The dragon blood tree has a unique and strange appearance, with an “upturned, densely packed crown having the shape of an uprightly held umbrella”.
Like other monocotyledons, such as palms, the dragon blood tree grows from the tip of the stem, with the long, stiff leaves borne in dense rosettes at the end.
It branches at maturity to produce an umbrella-shaped crown, with leaves that measure up to 60 cm (23.6 in) long and 3 cm (1.2 in) wide.
Leaves appear only on the ends of the youngest branches, last for 3 or 4 years, then fall off and are replaced by a new set.
The dragon blood tree flowers around February. The flowers tend to grow at the end of the branches. The flowers have inflorescences, and they bear small clusters of fragrant, white or green flowers.

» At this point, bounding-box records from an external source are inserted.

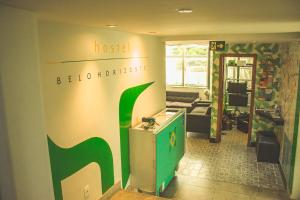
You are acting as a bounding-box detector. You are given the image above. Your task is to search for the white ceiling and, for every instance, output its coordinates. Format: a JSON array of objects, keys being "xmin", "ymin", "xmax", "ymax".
[{"xmin": 0, "ymin": 0, "xmax": 300, "ymax": 36}]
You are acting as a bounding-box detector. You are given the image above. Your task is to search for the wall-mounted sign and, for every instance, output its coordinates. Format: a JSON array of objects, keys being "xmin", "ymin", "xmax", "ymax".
[{"xmin": 209, "ymin": 41, "xmax": 225, "ymax": 51}]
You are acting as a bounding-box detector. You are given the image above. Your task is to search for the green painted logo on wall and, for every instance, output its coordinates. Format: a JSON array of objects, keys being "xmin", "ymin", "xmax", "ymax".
[{"xmin": 47, "ymin": 82, "xmax": 153, "ymax": 200}]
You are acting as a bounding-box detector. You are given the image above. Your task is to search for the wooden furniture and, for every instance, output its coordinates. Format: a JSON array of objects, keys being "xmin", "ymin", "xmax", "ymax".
[{"xmin": 129, "ymin": 109, "xmax": 186, "ymax": 195}]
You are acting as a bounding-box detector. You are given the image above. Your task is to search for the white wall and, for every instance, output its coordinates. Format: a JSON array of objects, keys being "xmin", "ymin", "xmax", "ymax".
[
  {"xmin": 39, "ymin": 21, "xmax": 165, "ymax": 200},
  {"xmin": 0, "ymin": 6, "xmax": 53, "ymax": 200}
]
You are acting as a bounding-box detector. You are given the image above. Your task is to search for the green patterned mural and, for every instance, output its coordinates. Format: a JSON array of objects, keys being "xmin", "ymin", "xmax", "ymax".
[
  {"xmin": 211, "ymin": 43, "xmax": 281, "ymax": 141},
  {"xmin": 48, "ymin": 82, "xmax": 153, "ymax": 200},
  {"xmin": 119, "ymin": 82, "xmax": 153, "ymax": 188},
  {"xmin": 279, "ymin": 42, "xmax": 300, "ymax": 191}
]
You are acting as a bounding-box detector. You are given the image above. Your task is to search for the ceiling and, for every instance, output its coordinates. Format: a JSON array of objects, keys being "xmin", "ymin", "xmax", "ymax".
[{"xmin": 0, "ymin": 0, "xmax": 300, "ymax": 37}]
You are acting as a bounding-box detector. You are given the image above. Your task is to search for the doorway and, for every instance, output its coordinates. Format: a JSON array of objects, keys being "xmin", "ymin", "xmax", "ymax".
[{"xmin": 217, "ymin": 54, "xmax": 257, "ymax": 146}]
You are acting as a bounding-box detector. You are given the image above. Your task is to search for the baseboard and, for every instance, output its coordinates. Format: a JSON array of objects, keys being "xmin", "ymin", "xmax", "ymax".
[
  {"xmin": 209, "ymin": 138, "xmax": 218, "ymax": 143},
  {"xmin": 249, "ymin": 141, "xmax": 256, "ymax": 147},
  {"xmin": 99, "ymin": 181, "xmax": 121, "ymax": 200}
]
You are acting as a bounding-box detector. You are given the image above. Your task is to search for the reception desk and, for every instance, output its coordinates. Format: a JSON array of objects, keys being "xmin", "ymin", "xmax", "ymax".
[{"xmin": 129, "ymin": 109, "xmax": 186, "ymax": 195}]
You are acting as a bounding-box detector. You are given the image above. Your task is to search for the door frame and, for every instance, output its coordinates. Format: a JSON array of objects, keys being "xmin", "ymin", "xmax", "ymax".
[{"xmin": 216, "ymin": 53, "xmax": 257, "ymax": 146}]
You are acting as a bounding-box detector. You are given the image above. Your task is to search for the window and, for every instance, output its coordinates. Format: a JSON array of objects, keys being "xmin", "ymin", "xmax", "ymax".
[{"xmin": 166, "ymin": 44, "xmax": 209, "ymax": 87}]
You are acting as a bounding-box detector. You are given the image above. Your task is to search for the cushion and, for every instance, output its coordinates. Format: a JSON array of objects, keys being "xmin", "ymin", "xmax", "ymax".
[{"xmin": 192, "ymin": 107, "xmax": 209, "ymax": 115}]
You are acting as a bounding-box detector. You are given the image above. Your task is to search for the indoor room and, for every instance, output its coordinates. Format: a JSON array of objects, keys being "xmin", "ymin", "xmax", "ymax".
[{"xmin": 0, "ymin": 0, "xmax": 300, "ymax": 200}]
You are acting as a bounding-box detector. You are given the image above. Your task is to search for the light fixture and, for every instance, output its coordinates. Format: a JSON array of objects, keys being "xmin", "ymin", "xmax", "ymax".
[
  {"xmin": 176, "ymin": 8, "xmax": 193, "ymax": 14},
  {"xmin": 106, "ymin": 24, "xmax": 117, "ymax": 28}
]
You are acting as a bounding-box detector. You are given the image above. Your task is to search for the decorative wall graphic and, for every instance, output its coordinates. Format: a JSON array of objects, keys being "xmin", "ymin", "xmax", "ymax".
[
  {"xmin": 56, "ymin": 65, "xmax": 146, "ymax": 85},
  {"xmin": 209, "ymin": 41, "xmax": 225, "ymax": 51},
  {"xmin": 47, "ymin": 136, "xmax": 114, "ymax": 200},
  {"xmin": 169, "ymin": 127, "xmax": 176, "ymax": 151},
  {"xmin": 210, "ymin": 43, "xmax": 281, "ymax": 141},
  {"xmin": 119, "ymin": 82, "xmax": 153, "ymax": 188}
]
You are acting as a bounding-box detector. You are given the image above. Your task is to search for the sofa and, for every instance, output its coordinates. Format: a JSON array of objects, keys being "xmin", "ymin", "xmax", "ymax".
[
  {"xmin": 186, "ymin": 104, "xmax": 211, "ymax": 136},
  {"xmin": 166, "ymin": 91, "xmax": 211, "ymax": 135},
  {"xmin": 166, "ymin": 91, "xmax": 199, "ymax": 113}
]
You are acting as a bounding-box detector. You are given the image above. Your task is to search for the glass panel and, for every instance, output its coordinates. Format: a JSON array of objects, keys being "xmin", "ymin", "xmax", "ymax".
[
  {"xmin": 166, "ymin": 45, "xmax": 184, "ymax": 56},
  {"xmin": 166, "ymin": 58, "xmax": 183, "ymax": 85},
  {"xmin": 239, "ymin": 67, "xmax": 252, "ymax": 80},
  {"xmin": 185, "ymin": 44, "xmax": 208, "ymax": 57},
  {"xmin": 240, "ymin": 57, "xmax": 253, "ymax": 65},
  {"xmin": 184, "ymin": 57, "xmax": 208, "ymax": 87}
]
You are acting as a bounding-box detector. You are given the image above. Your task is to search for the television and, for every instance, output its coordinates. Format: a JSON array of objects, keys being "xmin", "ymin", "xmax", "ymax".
[
  {"xmin": 227, "ymin": 81, "xmax": 247, "ymax": 94},
  {"xmin": 228, "ymin": 93, "xmax": 248, "ymax": 106}
]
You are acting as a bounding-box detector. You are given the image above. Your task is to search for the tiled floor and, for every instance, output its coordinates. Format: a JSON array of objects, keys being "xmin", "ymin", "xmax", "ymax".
[
  {"xmin": 162, "ymin": 131, "xmax": 288, "ymax": 200},
  {"xmin": 112, "ymin": 131, "xmax": 289, "ymax": 200},
  {"xmin": 111, "ymin": 190, "xmax": 168, "ymax": 200}
]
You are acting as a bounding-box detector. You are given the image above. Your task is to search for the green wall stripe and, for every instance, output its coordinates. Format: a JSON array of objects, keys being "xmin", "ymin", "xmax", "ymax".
[
  {"xmin": 47, "ymin": 136, "xmax": 114, "ymax": 200},
  {"xmin": 119, "ymin": 82, "xmax": 153, "ymax": 188},
  {"xmin": 289, "ymin": 66, "xmax": 300, "ymax": 192}
]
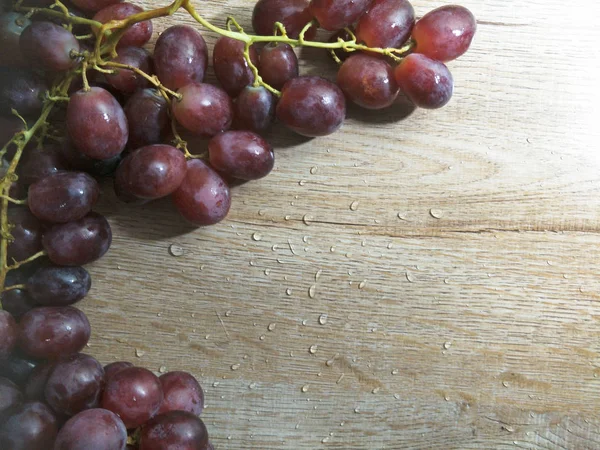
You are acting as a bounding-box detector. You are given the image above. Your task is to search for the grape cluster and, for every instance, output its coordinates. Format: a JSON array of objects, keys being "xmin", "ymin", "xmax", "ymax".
[{"xmin": 0, "ymin": 0, "xmax": 476, "ymax": 450}]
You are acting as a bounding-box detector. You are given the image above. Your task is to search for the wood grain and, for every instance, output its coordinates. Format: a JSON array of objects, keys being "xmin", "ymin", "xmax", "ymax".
[{"xmin": 83, "ymin": 0, "xmax": 600, "ymax": 450}]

The fruits take five months to completely mature. The fruits are described as a fleshy berry, which changes from green through black to orange-red when ripe. The fleshy berry fruit contains one to three seeds. The berries are usually eaten and dispersed by birds and other animals.
The first description of the dragon blood tree was made during a survey of Socotra led by Lieutenant Wellsted of the East India Company in 1835.
The dragon blood tree has been the major commercial source of this resin, and many myths surround the unusual trees.
The local inhabitants of the city in the Socotra Island use the dragon’s blood resin as a cure-all. Greeks, Romans, and Arabs use it in general wound healing, as a coagulant, cure for diarrhea, for dysentery diseases, for lowering fevers. It is also taken for ulcers in the mouth, throat, intestines and stomach.
In 1883, the Scottish botanist Isaac Bayley Balfour identified three grades of resin; the most valuable were tear-like in appearance, then a mixture of small chips and fragments, with a mixture of fragments and debris being the cheapest.
Because of the belief that it is the blood of the dragon it is also used in ritual magic and alchemy.
In neopagan Witchcraft, it is used to increase the potency of spells for protection, love, banishing and sexuality. In New Age shamanism it is used in ceremonies in a similar way as the neopagans use it.
In American Hoodoo, African-American folk magic, and New Orleans voodoo, it is used in mojo hands for money-drawing or love-drawing, and is used as incense to cleanse a space of negative entities or influences. It is also added to red ink to make “Dragon’s Blood Ink”, which is used to inscribe magical seals and talismans.
Dragon’s blood resin was used as a source of varnish (transparent, hard, protective finish) for 18th-century Italian violin-makers. It is still used as varnish for violins and for photoengraving
There was also an 18th-century recipe for toothpaste that contained dragon’s blood.
Dragon’s blood incense is also occasionally sold as “red rock opium” to unsuspecting would-be drug buyers. It actually contains no opiates, and has only slight psychoactive effects, if any at all.
Dragon’s blood continues to be used in medicine, dyes, varnish and incense to this day.
One legend states that the first dragon blood tree was created from the blood of a dragon that was wounded when it fought an elephant.
Another legend states that the dragon blood tree is related to the ancient dragon Ladon, who had one hundred heads and spoke in many different voices. When Juno (Queen of the Gods and mother of Mars) married, her mother Gaia gave her three golden apples and ordered Ladon to guard them in the Garden of the Hesperides. Hercules was ordered to steal the golden apples and so killed Ladon, and from Ladon’s blood sprang the dragon blood tree.